InvalidArgument	`MountVolume.SetUp failed for volume "volume" : rpc error: code = InvalidArgument desc =`	If you have supplied invalid arguments in the StorageClass or Persistent Volume, the error log will indicate the fields with the invalid arguments. For dynamic provisioning, check the Storage Class. For static provisioning, check the Persistent Volume.
FailedPrecondition	`MountVolume.SetUp failed for volume "volume" : rpc error: code = FailedPrecondition desc = can not find the sidecar container in Pod spec`	The Parallelstore sidecar container was not injected. Check that the Pod annotation `gke-parallelstore/volumes: "true"` is set correctly.
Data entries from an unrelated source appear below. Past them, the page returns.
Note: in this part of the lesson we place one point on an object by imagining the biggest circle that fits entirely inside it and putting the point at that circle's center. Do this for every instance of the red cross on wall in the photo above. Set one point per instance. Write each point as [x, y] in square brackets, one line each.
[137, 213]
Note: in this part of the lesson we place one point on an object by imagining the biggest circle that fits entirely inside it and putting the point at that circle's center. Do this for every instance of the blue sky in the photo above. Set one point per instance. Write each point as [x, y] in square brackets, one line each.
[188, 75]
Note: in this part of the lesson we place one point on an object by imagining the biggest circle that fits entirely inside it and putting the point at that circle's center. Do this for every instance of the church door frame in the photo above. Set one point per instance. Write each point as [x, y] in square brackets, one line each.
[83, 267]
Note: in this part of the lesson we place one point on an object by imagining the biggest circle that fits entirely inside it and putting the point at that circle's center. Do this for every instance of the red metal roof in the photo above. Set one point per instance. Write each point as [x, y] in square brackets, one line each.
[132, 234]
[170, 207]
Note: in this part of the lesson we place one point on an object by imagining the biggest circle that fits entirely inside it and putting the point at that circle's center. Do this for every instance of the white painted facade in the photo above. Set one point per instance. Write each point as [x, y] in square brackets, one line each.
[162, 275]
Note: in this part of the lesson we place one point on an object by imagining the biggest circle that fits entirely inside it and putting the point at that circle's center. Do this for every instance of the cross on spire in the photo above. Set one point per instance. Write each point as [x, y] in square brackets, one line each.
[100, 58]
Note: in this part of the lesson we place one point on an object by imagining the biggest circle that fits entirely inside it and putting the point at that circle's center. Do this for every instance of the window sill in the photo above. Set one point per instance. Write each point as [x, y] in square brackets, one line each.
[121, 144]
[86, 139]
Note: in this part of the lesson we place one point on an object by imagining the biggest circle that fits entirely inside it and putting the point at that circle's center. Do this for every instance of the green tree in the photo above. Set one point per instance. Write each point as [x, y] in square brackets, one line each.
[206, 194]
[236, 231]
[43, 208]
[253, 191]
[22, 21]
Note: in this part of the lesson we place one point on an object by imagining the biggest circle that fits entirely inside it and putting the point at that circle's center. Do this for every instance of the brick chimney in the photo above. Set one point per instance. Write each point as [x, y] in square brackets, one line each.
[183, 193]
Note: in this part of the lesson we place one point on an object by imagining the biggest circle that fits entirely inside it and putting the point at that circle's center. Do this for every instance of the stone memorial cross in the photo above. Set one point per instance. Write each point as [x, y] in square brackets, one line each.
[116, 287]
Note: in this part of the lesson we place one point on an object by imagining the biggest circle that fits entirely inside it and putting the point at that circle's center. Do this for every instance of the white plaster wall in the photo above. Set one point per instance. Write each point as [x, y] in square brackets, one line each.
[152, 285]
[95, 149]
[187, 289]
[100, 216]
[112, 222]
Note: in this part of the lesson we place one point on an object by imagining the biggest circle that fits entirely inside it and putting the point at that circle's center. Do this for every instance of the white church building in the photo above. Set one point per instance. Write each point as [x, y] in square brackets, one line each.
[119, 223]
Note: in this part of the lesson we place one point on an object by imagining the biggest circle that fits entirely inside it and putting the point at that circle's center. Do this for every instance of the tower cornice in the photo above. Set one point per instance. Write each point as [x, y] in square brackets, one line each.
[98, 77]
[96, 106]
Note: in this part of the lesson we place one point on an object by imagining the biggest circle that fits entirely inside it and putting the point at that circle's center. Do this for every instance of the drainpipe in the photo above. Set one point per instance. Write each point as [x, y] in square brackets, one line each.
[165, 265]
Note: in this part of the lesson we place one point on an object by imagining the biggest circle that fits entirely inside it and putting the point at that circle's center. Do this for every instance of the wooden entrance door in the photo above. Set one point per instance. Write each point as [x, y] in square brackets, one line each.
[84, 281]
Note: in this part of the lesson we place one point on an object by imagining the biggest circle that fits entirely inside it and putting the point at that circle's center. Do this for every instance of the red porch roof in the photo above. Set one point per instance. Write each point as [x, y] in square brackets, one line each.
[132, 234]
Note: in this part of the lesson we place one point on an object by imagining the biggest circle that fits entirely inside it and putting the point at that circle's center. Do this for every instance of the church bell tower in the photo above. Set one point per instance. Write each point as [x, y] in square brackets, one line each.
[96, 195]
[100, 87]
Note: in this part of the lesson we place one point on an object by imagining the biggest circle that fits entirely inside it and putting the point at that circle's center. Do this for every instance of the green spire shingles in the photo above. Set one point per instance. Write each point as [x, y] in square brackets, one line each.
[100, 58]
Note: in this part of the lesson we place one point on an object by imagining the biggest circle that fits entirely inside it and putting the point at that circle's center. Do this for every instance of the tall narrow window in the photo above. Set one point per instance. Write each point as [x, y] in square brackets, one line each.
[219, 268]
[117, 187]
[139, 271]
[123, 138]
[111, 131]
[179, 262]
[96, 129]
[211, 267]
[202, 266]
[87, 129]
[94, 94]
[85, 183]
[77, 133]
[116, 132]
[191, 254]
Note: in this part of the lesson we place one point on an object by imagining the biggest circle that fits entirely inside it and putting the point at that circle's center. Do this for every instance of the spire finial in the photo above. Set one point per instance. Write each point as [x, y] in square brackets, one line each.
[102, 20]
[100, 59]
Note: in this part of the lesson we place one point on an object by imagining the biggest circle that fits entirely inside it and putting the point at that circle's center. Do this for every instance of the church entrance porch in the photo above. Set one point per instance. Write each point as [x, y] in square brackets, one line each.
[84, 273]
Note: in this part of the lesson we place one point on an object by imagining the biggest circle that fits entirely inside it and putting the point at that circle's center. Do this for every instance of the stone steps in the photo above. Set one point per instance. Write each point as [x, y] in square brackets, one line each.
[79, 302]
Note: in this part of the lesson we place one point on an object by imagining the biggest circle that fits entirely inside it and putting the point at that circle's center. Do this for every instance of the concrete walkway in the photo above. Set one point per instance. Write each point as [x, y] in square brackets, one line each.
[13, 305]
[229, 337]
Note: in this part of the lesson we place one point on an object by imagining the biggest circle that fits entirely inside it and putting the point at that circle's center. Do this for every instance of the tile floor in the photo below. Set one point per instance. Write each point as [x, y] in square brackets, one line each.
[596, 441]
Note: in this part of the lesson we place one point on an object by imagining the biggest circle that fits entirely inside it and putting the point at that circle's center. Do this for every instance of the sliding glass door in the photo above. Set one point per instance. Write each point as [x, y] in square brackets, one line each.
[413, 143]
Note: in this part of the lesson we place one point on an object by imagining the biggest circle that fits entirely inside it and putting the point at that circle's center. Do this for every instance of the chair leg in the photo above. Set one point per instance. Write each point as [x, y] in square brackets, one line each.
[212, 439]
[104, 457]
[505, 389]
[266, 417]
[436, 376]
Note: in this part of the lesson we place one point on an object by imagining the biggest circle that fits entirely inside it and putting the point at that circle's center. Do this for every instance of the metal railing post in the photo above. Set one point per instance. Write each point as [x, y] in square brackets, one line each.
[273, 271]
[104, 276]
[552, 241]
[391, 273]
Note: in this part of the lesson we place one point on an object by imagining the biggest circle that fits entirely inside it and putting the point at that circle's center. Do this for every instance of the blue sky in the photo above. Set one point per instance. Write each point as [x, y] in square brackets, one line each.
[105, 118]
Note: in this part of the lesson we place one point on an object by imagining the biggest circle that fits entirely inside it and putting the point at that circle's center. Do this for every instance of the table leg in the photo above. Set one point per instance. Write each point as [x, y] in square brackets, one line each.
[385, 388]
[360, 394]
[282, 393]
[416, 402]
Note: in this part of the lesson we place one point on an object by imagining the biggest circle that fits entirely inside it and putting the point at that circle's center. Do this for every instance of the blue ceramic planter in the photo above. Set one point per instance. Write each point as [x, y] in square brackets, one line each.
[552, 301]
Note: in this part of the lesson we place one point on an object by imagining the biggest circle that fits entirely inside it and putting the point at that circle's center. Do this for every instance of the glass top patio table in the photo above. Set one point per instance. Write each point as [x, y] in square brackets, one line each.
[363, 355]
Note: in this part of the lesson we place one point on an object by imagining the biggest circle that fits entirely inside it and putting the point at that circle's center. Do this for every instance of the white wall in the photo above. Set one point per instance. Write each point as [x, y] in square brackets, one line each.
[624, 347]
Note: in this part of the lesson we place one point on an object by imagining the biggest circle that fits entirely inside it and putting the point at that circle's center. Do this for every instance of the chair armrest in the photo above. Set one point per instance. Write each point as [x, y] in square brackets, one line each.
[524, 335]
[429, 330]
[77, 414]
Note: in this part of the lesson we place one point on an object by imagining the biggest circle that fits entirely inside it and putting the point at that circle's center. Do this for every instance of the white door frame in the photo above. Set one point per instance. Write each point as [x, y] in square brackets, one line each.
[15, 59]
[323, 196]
Troubleshooting VPC networks

Permission denied to add peering for service `servicenetworking.googleapis.com`

ERROR: (gcloud.services.vpc-peerings.connect) User [$(USER)] does not have 
permission to access services instance [servicenetworking.googleapis.com]
(or it may not exist): Permission denied to add peering for service
'servicenetworking.googleapis.com'.

This error means that you don't have servicenetworking.services.addPeering IAM permission on your user account.

See Access control with IAM for instructions on adding one of the following roles to your account:

roles/compute.networkAdmin or
roles/servicenetworking.networksAdmin

Cannot modify allocated ranges in CreateConnection

ERROR: (gcloud.services.vpc-peerings.connect) The operation
"operations/[operation_id]" resulted in a failure "Cannot modify allocated
ranges in CreateConnection. Please use UpdateConnection.

This error is returned when you have already created a vpc-peering on this network with different IP ranges. There are two possible solutions:

Replace the existing IP ranges:

gcloud services vpc-peerings update \
  --network=NETWORK_NAME \
  --ranges=IP_RANGE_NAME \
  --service=servicenetworking.googleapis.com \
  --force

Or, add the new IP range to the existing connection:

Retrieve the list of existing IP ranges for the peering:

EXISTING_RANGES=$(
  gcloud services vpc-peerings list \
    --network=NETWORK_NAME \
    --service=servicenetworking.googleapis.com \
    --format="value(reservedPeeringRanges.list())"
)

Then, add the new range to the peering:

gcloud services vpc-peerings update \
  --network=NETWORK_NAME \
  --ranges=$EXISTING_RANGES,IP_RANGE_NAME \
  --service=servicenetworking.googleapis.com

IP address range exhausted

Problem: Instance creation fails with range exhausted error:

ERROR: (gcloud.alpha.Parallelstore.instances.create) FAILED_PRECONDITION: Invalid
resource state for "NETWORK_RANGES_NOT_AVAILABLE": IP address range exhausted

Solution: Follow the VPC guide to either recreate the IP range or extend the existing IP range.

If you're recreating a Parallelstore instance, you must recreate the IP range instead of extending it.